New numbers from a recent report state that young Black males are six times more likely than the national average to be incarcerated. According to experts, prison is now becoming the norm for many poor Black males.
African-Americans account for around 3,000 of inmates per 100,000 residents, and Black men who do not hold a high school diploma are more likely to end up locked up than landing a job. Information from the U.S. Sentencing Commission uncovers the reality that Black men are given longer prison sentences than white men for the same crimes.
“More than 60 percent of the people in prison are now racial and ethnic minorities,” said officials from the non-profit organization The Sentencing Project. “For Black males in their thirties, one in every 10 is in prison or jail on any given day. These trends have been intensified by the disproportionate impact of the ‘War on Drugs,’ in which two-thirds of all persons in prison for drug offenses are people of color.”
While numbers don’t look to be going down anytime soon, activists and leaders are concerned about the conditions prisoners are facing behind bars. Earlier this month, the New York Civil Liberties Union (NYCLU), along with other groups, submitted a letter to the United Nations requesting an investigation into the use of solitary confinement in New York State prisons.
The letter–addressed to U.N. Special Rapporteur on Torture Juan Mendez–alleges that New York’s use of extreme isolation and deprivation is inhumane, unsafe and arbitrary and implicates fundamental human rights protections.

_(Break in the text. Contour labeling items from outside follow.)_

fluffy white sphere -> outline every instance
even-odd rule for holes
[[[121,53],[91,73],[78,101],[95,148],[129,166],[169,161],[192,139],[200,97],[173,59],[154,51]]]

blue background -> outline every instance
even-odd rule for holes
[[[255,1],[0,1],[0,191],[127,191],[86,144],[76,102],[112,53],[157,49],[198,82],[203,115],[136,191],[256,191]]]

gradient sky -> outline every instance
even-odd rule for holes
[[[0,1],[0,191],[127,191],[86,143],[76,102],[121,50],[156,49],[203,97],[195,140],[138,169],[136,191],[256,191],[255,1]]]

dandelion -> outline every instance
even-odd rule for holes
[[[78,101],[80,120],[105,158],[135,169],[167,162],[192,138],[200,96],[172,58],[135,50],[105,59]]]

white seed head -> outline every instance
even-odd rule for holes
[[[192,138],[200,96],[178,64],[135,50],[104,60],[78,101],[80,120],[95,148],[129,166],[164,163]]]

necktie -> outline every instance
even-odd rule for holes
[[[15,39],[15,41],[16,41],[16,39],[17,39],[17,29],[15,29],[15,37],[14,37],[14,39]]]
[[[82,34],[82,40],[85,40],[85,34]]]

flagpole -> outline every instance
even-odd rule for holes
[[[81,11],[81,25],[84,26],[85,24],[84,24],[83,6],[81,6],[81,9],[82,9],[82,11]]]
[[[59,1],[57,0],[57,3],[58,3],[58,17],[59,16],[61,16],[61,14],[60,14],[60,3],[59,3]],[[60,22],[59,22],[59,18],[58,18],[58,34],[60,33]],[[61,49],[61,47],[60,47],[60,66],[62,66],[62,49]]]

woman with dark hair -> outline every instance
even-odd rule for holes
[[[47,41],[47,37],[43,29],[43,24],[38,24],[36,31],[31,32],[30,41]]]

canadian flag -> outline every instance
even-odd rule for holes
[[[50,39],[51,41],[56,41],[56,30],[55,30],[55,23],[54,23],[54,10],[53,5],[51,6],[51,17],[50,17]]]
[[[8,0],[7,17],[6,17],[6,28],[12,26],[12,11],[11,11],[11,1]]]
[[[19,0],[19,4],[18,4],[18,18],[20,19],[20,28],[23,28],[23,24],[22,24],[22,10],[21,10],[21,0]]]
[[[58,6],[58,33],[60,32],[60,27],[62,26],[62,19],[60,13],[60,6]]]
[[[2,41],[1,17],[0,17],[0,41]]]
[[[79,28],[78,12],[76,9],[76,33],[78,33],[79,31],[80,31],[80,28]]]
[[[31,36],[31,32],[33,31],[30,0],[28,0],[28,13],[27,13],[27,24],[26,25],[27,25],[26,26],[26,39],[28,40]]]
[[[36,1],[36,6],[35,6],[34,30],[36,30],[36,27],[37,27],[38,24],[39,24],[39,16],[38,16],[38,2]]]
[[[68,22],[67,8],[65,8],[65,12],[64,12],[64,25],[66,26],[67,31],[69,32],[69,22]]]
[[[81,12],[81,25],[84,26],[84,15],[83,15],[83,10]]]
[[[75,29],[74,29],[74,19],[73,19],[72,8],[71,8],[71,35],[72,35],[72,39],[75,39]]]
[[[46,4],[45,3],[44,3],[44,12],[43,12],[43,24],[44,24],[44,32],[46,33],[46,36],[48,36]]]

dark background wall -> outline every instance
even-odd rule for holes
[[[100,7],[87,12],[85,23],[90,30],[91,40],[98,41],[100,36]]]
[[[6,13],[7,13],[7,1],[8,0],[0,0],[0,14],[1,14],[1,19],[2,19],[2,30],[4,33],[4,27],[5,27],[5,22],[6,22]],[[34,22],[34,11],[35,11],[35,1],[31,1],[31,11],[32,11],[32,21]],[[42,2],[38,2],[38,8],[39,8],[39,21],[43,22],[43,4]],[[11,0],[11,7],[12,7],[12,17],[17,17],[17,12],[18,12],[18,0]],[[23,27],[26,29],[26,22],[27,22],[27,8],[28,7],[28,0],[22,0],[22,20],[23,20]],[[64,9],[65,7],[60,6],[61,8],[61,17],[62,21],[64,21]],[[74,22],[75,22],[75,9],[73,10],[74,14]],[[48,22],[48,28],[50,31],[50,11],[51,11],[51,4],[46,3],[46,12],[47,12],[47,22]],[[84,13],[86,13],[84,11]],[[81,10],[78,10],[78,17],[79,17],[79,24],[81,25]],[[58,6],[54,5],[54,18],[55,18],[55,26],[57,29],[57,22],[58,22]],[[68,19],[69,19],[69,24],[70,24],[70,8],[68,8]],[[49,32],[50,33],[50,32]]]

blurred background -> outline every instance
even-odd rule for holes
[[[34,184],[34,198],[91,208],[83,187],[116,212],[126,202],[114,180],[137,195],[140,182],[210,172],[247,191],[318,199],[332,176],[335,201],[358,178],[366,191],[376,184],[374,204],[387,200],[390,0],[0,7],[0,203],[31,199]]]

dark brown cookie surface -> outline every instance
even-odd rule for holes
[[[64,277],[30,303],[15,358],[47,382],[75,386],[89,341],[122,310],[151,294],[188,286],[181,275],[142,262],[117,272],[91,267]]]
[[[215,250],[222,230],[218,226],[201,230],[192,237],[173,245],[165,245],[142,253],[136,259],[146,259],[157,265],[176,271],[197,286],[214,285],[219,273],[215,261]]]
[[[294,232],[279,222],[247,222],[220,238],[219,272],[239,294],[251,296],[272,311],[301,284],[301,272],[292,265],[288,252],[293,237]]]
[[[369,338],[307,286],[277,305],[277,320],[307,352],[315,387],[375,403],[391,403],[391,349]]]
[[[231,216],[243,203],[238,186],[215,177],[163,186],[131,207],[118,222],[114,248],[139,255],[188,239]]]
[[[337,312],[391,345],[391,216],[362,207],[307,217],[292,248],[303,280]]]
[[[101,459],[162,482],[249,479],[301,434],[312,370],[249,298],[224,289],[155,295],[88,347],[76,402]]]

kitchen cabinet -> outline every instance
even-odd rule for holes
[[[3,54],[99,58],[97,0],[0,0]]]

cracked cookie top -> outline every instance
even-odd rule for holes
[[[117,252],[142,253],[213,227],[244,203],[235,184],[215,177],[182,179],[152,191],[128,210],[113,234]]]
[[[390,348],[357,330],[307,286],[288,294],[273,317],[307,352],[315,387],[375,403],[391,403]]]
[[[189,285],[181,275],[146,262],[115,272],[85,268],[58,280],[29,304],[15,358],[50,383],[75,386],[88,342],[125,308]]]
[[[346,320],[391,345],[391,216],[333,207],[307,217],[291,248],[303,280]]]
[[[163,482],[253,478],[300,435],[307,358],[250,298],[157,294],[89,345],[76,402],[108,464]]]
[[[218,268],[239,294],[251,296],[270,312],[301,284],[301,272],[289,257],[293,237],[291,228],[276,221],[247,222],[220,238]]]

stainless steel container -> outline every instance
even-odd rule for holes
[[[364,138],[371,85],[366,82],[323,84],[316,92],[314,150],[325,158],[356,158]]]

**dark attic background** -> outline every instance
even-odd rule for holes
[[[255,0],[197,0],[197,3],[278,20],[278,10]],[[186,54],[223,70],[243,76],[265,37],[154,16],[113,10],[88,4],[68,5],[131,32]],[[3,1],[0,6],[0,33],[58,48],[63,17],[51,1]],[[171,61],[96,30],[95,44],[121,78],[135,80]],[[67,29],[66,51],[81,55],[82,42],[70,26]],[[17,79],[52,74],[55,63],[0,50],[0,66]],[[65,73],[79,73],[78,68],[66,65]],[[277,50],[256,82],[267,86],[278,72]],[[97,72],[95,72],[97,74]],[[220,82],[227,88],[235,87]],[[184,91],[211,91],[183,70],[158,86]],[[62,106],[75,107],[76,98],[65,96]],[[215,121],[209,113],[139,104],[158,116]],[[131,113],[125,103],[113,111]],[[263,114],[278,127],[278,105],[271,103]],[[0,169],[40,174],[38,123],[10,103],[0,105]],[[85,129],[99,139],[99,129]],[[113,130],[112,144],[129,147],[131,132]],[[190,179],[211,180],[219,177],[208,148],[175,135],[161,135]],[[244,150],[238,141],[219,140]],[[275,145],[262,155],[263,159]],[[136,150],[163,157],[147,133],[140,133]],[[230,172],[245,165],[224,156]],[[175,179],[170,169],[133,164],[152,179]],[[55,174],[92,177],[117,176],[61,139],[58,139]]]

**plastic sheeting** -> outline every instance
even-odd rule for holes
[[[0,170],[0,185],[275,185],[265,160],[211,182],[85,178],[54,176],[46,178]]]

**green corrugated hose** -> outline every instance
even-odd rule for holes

“Every day, New York’s use of extreme isolation exposes thousands of people to grave physical and mental suffering,” said NYCLU Executive Director Donna Lieberman. “This cruel and arbitrary punishment does not make our prisons or communities safer. It violates basic human rights protections and degrades our state’s commitment to respecting human dignity.”
From 2007 to 2011, New York issued more than 68,000 sentences to extreme isolation as punishment for violating prison rules. Only 16 percent of isolation sentences over that period involved violence or weapons. On any given day, approximately 4,500 people–about eight percent of the entire New York State prison population–are locked down for 23 hours a day in isolation cells.
However, this issue of imprisoned Black men goes far beyond the cell; experts describe it as one of the culprits in several issues facing the Black community. The absence of Black men in the picture plays a factor in broken family structures and household economics.
“Black communities often fall victim to deindustrialization, leaving them with few job opportunities and slim chances of social mobility. As a result, many Black men become hopeless and desperate and turn to such illegal activities as selling drugs to try to provide for them and their families,” said SUNY Oneonta professor and prisoners rights advocate Breea Willingham. “And because many of these men have children, they become ‘live-away’ fathers once they’re incarcerated. Subsequently, their children grow up without a father in the home, and the cycle of poverty, crime and imprisonment is more likely to be perpetuated.”